Mais, la mauvaise conjoncture économique ayant donné lieu à une très forte inflation et, par conséquent, à la dépréciation de la roupie et au creusement de la dette, ainsi que la détérioration de la sécurité depuis le retour triomphal des Talibans en Afghanistan en Août dernier ont fini par accroître les difficultés rencontrées par le Pakistan et par affaiblir son Premier ministre.

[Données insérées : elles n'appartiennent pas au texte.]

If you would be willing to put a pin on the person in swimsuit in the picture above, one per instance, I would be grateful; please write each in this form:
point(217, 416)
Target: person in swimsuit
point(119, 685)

En effet, alors que ce retour avait d’abord été interprété comme étant une victoire pour le Pakistan qui, tout en soutenant les Talibans afghans, prônait un dialogue avec eux si bien qu’Imran Khan avait été affublé du sobriquet de « Taliban Khan », la reprise des attentats par les talibans pakistanais du « Tehreek-e-Pakistan » (TTP) a fini par donner le coup de grâce au chef du gouvernement d’Islamabad en dépit de ses efforts pour ériger le Pakistan au rang d’acteur régional incontournable.
En outre, lorsqu’en novembre dernier, son gouvernement avait levé l’interdiction qui frappait le « Tehreek-e-Labbail Pakistan » (TLP, islamiste) depuis les violentes manifestations anti-françaises qui avaient dénoncé le soutien apporté par Paris au droit de caricaturer le prophète de l’Islam, Imran Khan avait été accusé d’avoir restreint l’espace d’expression de la presse avant de susciter l’indignation des organisations féministes lorsqu’à plusieurs reprises il avait établi un lien entre le viol et la tenue « vestimentaire » des victimes dans un pays où les violentes sexuelles sont courantes.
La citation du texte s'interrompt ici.